Sunac now ranks 17th in home sales in China, down from a high of No. 3. The developer has told investors it needs at least 15 billion yuan in monthly sales—almost triple its current rate—to cover costs and stay afloat, according to Xu Liqiang, fixed-income deputy director at Shanghai Silver Leaf Investment Co., citing a company presentation made in July.
A Sunac manager says the company isn’t aiming for any particular sales target, focusing instead on delivering apartments that buyers have already paid for. It plans to complete as many as 300,000 units this year, about what it did in 2023, according to the person, who asked not to be named speaking about internal deliberations.
Sunac’s deal required all parties to share the pain, reflecting the depth of China’s real estate crisis. Creditors’ recovery rates are estimated at 34¢ to 43¢ on the dollar, according to Bloomberg Intelligence. As part of the swap, Sun’s equity stake in the firm was diluted to less than 25% from almost 40%, slashing his wealth to $433 million from a peak of $13 billion in 2020, according to the Bloomberg Billionaires Index.
Bloomberg Intelligence analyst Daniel Fan says the equity swap could reduce debt by as much as 40%, to a far more manageable $6 billion. “The extensions spread out onshore and offshore maturities,” buying Sunac time for sales to recover, Fan says.
This isn’t the first time Sun has staged a dramatic comeback. In the early 1990s, Sun was convicted of misappropriation of funds while working at Lenovo Group Ltd. The conviction was overturned on appeal a decade later, but he ended up serving four years in prison. In 2003 he founded what was to become Sunac, eventually building an empire employing 72,000 people, with projects in 62 cities.
”He’s one of the few chairmen who tried his best to do what he could even as the ship was going down”

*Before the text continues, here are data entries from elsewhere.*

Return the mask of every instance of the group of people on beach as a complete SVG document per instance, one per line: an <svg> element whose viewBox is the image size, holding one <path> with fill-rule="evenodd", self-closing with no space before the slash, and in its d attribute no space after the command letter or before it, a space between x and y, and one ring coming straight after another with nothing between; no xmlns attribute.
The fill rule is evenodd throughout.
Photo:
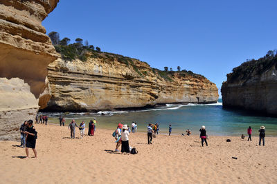
<svg viewBox="0 0 277 184"><path fill-rule="evenodd" d="M96 119L93 118L93 120L91 120L89 123L89 132L87 134L89 136L94 136L94 132L96 130ZM70 130L70 137L71 139L75 139L75 127L78 127L80 130L80 138L83 138L84 135L84 130L85 130L86 124L84 123L84 121L82 121L80 125L77 125L75 122L75 119L72 119L71 123L69 125L69 130Z"/></svg>
<svg viewBox="0 0 277 184"><path fill-rule="evenodd" d="M262 145L265 145L265 126L261 126L260 130L258 131L259 132L259 145L261 145L261 142L262 140ZM247 134L248 134L248 139L247 141L251 141L251 135L252 135L252 128L251 126L247 129ZM242 135L242 139L244 139L244 135Z"/></svg>
<svg viewBox="0 0 277 184"><path fill-rule="evenodd" d="M35 116L35 123L45 123L46 125L47 125L47 122L48 122L48 116L46 115L37 115Z"/></svg>
<svg viewBox="0 0 277 184"><path fill-rule="evenodd" d="M37 116L36 117L36 123L44 123L47 125L48 116L46 115L40 115L39 116L39 121L37 121ZM65 124L65 118L62 117L61 116L59 117L60 125L64 126ZM93 136L96 129L96 119L93 118L93 120L91 120L89 123L89 136ZM80 138L83 138L84 135L85 131L85 123L84 121L79 125L79 126L76 124L75 119L72 119L71 123L69 123L68 127L71 132L71 138L75 139L75 127L78 127L80 132ZM129 145L129 133L135 133L138 130L138 125L135 122L132 122L131 124L132 130L129 128L129 125L123 125L122 123L118 123L116 130L113 133L113 136L116 139L116 152L120 152L122 154L126 153L129 154L132 147ZM159 125L158 123L155 124L149 123L147 126L147 132L148 132L148 144L152 144L152 138L156 137L156 134L159 134ZM170 136L171 132L172 131L172 127L171 124L169 125L168 127L168 135ZM204 143L205 143L206 145L208 146L208 135L206 134L206 127L205 126L202 126L199 130L200 132L200 139L202 147L204 146ZM259 145L261 145L261 141L262 141L262 145L265 145L265 127L264 126L261 126L260 129L258 130L259 132ZM37 138L37 132L35 131L35 127L33 125L33 121L25 121L24 123L20 127L20 133L21 133L21 145L20 147L26 147L26 152L27 155L27 158L29 158L29 152L28 148L32 148L35 157L37 157L37 151L35 150L35 144L36 139ZM188 136L191 134L191 131L190 130L186 130L186 133ZM247 134L249 135L248 141L252 141L251 134L252 134L252 128L249 126L247 129ZM182 134L184 136L184 134ZM244 136L242 134L242 138L244 139ZM119 150L119 147L121 145L121 150Z"/></svg>

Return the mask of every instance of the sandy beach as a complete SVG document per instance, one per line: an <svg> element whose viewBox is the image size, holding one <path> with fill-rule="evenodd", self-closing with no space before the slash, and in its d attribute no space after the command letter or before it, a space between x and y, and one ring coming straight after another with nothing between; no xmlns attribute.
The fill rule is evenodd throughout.
<svg viewBox="0 0 277 184"><path fill-rule="evenodd" d="M122 155L114 152L113 131L98 129L94 136L71 139L67 127L35 126L37 159L23 159L19 142L0 142L1 183L276 183L276 137L266 137L263 147L258 137L211 136L202 147L198 134L158 135L148 145L146 133L136 133L130 145L138 154Z"/></svg>

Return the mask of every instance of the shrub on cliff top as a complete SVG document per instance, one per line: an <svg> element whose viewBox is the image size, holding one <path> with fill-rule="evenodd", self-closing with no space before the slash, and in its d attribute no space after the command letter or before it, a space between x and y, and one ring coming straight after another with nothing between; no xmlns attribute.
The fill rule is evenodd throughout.
<svg viewBox="0 0 277 184"><path fill-rule="evenodd" d="M247 80L252 78L253 75L260 75L273 66L276 68L276 65L277 53L274 56L274 52L269 50L264 57L244 62L240 66L233 68L233 72L227 74L227 81Z"/></svg>

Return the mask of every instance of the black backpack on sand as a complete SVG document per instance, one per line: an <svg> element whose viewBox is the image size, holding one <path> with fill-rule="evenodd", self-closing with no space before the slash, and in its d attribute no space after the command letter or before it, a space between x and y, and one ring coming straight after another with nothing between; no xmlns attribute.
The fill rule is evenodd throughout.
<svg viewBox="0 0 277 184"><path fill-rule="evenodd" d="M132 150L131 150L131 154L138 154L138 150L136 150L136 148L132 148Z"/></svg>

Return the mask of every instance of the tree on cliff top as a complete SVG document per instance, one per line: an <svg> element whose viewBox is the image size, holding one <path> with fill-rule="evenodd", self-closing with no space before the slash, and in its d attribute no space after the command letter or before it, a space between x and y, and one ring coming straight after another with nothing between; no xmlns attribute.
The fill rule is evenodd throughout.
<svg viewBox="0 0 277 184"><path fill-rule="evenodd" d="M60 45L69 45L70 41L70 39L65 37L62 40L60 41Z"/></svg>
<svg viewBox="0 0 277 184"><path fill-rule="evenodd" d="M96 50L98 52L101 52L101 49L100 48L98 48L98 47L96 47Z"/></svg>
<svg viewBox="0 0 277 184"><path fill-rule="evenodd" d="M48 36L49 38L51 39L52 44L55 45L59 44L60 41L60 34L57 33L57 32L53 31L50 32Z"/></svg>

Sun, 61, speaks at a rapid-fire pace, favors T-shirts and sneakers over suits and Oxfords and often travels alone on business trips, eschewing the retinue typical of high-ranking Chinese executives. Sunac’s employees refer to the founder as “old Sun”; addressing managers by title—the norm in status-conscious China—is frowned upon. At company gatherings, staff members are encouraged to go onstage to share their thoughts in front of thousands of colleagues. It’s not uncommon to find Sun standing in line, quietly waiting behind dozens of people for his turn to speak, says one attendee of such meetings.
Many of his key lieutenants bulldozed through obstacles in the restructuring and worked around the clock during the three years of turmoil. Sun didn’t go “missing in action,” like some peers, says Monica Hsiao, chief investment officer and founder of Triada Capital, a Hong Kong-based credit asset manager and former Sunac bondholder. He’s “one of the few chairmen who tried his best to do what he could even as the ship was going down.”

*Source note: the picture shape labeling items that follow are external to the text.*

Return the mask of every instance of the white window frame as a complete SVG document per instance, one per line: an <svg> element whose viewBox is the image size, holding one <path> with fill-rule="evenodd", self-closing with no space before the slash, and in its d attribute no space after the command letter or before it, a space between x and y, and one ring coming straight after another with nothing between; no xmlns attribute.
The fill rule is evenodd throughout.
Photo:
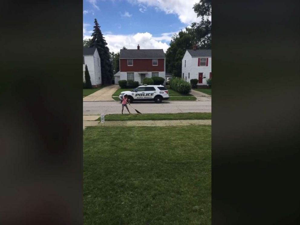
<svg viewBox="0 0 300 225"><path fill-rule="evenodd" d="M154 60L156 60L156 62L157 62L157 64L156 65L153 65L153 62ZM158 65L158 59L152 59L152 65L156 66Z"/></svg>
<svg viewBox="0 0 300 225"><path fill-rule="evenodd" d="M201 65L201 60L204 59L205 60L205 65ZM200 67L206 67L206 58L200 58L200 64L199 64L199 66Z"/></svg>
<svg viewBox="0 0 300 225"><path fill-rule="evenodd" d="M127 73L126 75L127 75L126 78L127 78L127 80L131 80L131 79L128 79L128 73L133 73L133 79L132 80L134 81L134 72L127 72Z"/></svg>
<svg viewBox="0 0 300 225"><path fill-rule="evenodd" d="M128 65L128 60L132 60L132 65ZM133 65L133 60L131 59L129 59L127 60L127 65L129 67L132 67Z"/></svg>
<svg viewBox="0 0 300 225"><path fill-rule="evenodd" d="M157 73L158 74L158 76L157 76L157 77L159 77L159 72L151 72L151 77L156 77L156 76L153 76L153 73Z"/></svg>

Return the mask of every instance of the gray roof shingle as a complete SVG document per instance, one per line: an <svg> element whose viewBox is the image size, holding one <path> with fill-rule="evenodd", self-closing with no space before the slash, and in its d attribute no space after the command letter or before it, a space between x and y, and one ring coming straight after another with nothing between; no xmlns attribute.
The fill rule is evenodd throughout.
<svg viewBox="0 0 300 225"><path fill-rule="evenodd" d="M162 49L121 49L120 59L159 59L165 58Z"/></svg>
<svg viewBox="0 0 300 225"><path fill-rule="evenodd" d="M211 49L188 49L192 57L211 57Z"/></svg>
<svg viewBox="0 0 300 225"><path fill-rule="evenodd" d="M83 55L93 55L96 51L96 48L83 48Z"/></svg>

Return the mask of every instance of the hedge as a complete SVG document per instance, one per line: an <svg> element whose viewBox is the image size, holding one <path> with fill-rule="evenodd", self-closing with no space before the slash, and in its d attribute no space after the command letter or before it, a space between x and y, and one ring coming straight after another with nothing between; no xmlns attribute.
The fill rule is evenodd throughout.
<svg viewBox="0 0 300 225"><path fill-rule="evenodd" d="M171 89L181 94L186 94L191 92L191 84L179 77L174 77L170 82Z"/></svg>
<svg viewBox="0 0 300 225"><path fill-rule="evenodd" d="M144 85L147 84L148 85L152 85L154 83L154 82L153 80L151 78L148 78L148 77L145 77L143 79L142 83Z"/></svg>

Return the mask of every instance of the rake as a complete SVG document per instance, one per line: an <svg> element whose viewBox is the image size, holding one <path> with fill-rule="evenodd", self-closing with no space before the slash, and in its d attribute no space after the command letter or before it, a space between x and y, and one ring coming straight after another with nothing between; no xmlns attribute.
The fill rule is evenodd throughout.
<svg viewBox="0 0 300 225"><path fill-rule="evenodd" d="M126 102L127 102L127 103L128 103L128 102L127 101L126 101ZM140 114L142 114L142 112L140 112L138 110L137 110L137 109L136 109L134 108L133 108L133 107L132 107L132 106L131 106L131 105L130 105L130 104L129 104L129 103L128 103L128 104L129 106L131 106L131 108L132 108L134 109L135 110L135 112L136 112L138 113L139 113Z"/></svg>

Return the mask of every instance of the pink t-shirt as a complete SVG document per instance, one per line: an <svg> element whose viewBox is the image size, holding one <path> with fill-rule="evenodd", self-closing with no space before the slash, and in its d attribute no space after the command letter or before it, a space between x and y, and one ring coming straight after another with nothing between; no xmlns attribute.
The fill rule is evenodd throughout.
<svg viewBox="0 0 300 225"><path fill-rule="evenodd" d="M122 105L125 105L127 103L126 102L126 101L127 100L127 98L125 98L124 97L123 97L123 99L122 99Z"/></svg>

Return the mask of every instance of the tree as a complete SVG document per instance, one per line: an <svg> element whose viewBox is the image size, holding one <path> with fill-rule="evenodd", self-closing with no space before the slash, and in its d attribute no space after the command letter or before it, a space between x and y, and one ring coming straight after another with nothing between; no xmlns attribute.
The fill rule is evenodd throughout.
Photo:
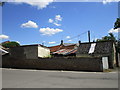
<svg viewBox="0 0 120 90"><path fill-rule="evenodd" d="M0 2L0 6L3 6L5 4L5 2Z"/></svg>
<svg viewBox="0 0 120 90"><path fill-rule="evenodd" d="M15 42L15 41L12 41L12 42L2 43L2 46L5 47L5 48L10 48L10 47L20 46L20 44Z"/></svg>
<svg viewBox="0 0 120 90"><path fill-rule="evenodd" d="M99 42L99 41L110 41L110 40L116 42L116 38L112 33L109 33L108 36L102 37L102 39L97 39L97 42Z"/></svg>
<svg viewBox="0 0 120 90"><path fill-rule="evenodd" d="M114 23L114 29L120 28L120 18L117 18L116 22Z"/></svg>

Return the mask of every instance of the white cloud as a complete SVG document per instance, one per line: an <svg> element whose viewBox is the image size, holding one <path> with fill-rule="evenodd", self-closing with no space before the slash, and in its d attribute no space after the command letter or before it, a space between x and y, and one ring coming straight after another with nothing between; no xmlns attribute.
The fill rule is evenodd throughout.
<svg viewBox="0 0 120 90"><path fill-rule="evenodd" d="M9 38L9 36L7 36L7 35L0 35L0 39L8 39Z"/></svg>
<svg viewBox="0 0 120 90"><path fill-rule="evenodd" d="M31 6L36 6L38 9L46 8L54 0L12 0L15 3L26 3Z"/></svg>
<svg viewBox="0 0 120 90"><path fill-rule="evenodd" d="M49 44L55 44L56 42L55 41L53 41L53 42L48 42Z"/></svg>
<svg viewBox="0 0 120 90"><path fill-rule="evenodd" d="M120 32L120 28L117 28L117 29L112 28L108 31L108 33L118 33L118 32Z"/></svg>
<svg viewBox="0 0 120 90"><path fill-rule="evenodd" d="M72 40L68 40L69 42L71 42Z"/></svg>
<svg viewBox="0 0 120 90"><path fill-rule="evenodd" d="M49 36L51 36L51 35L54 35L56 33L63 32L63 30L62 29L58 29L58 28L54 29L54 28L47 27L47 28L40 28L40 32L43 35L49 35Z"/></svg>
<svg viewBox="0 0 120 90"><path fill-rule="evenodd" d="M20 44L20 42L19 42L19 41L16 41L16 42Z"/></svg>
<svg viewBox="0 0 120 90"><path fill-rule="evenodd" d="M119 0L103 0L103 4L111 3L111 2L118 2Z"/></svg>
<svg viewBox="0 0 120 90"><path fill-rule="evenodd" d="M70 38L70 36L67 36L66 38L67 38L67 39L69 39L69 38Z"/></svg>
<svg viewBox="0 0 120 90"><path fill-rule="evenodd" d="M49 21L48 21L49 23L53 23L53 20L52 19L49 19Z"/></svg>
<svg viewBox="0 0 120 90"><path fill-rule="evenodd" d="M55 20L56 20L56 21L62 21L62 17L61 17L60 15L56 15L56 16L55 16Z"/></svg>
<svg viewBox="0 0 120 90"><path fill-rule="evenodd" d="M61 24L58 23L59 21L62 21L62 17L60 15L56 15L54 19L48 20L49 23L52 23L56 26L61 26Z"/></svg>
<svg viewBox="0 0 120 90"><path fill-rule="evenodd" d="M58 24L58 23L53 23L54 25L56 25L56 26L61 26L61 24Z"/></svg>
<svg viewBox="0 0 120 90"><path fill-rule="evenodd" d="M24 28L38 28L38 25L33 21L28 21L27 23L23 23L21 25L21 27L24 27Z"/></svg>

“China’s home sales are still contracting”
But Sun’s aggressive expansion built on leverage stretched Sunac’s debt-to-equity ratio to more than 360% five years ago, larger than that of most of its peers. By 2022 it had racked up about $140 billion in liabilities, and last September the company filed for Chapter 15 bankruptcy in New York to protect its assets while it restructured.
With his debt deal in place, Sun must now concentrate on reviving sales in a moribund market that’s expected to shrink an additional 20% in the first half of this year. That, says Zerlina Zeng, an analyst with CreditSights Singapore LLC, will create substantial challenges for any recovery by Sunac. “China’s home sales are still contracting,” she says. “And homebuyers’ sentiment is not high despite the slew of property support.”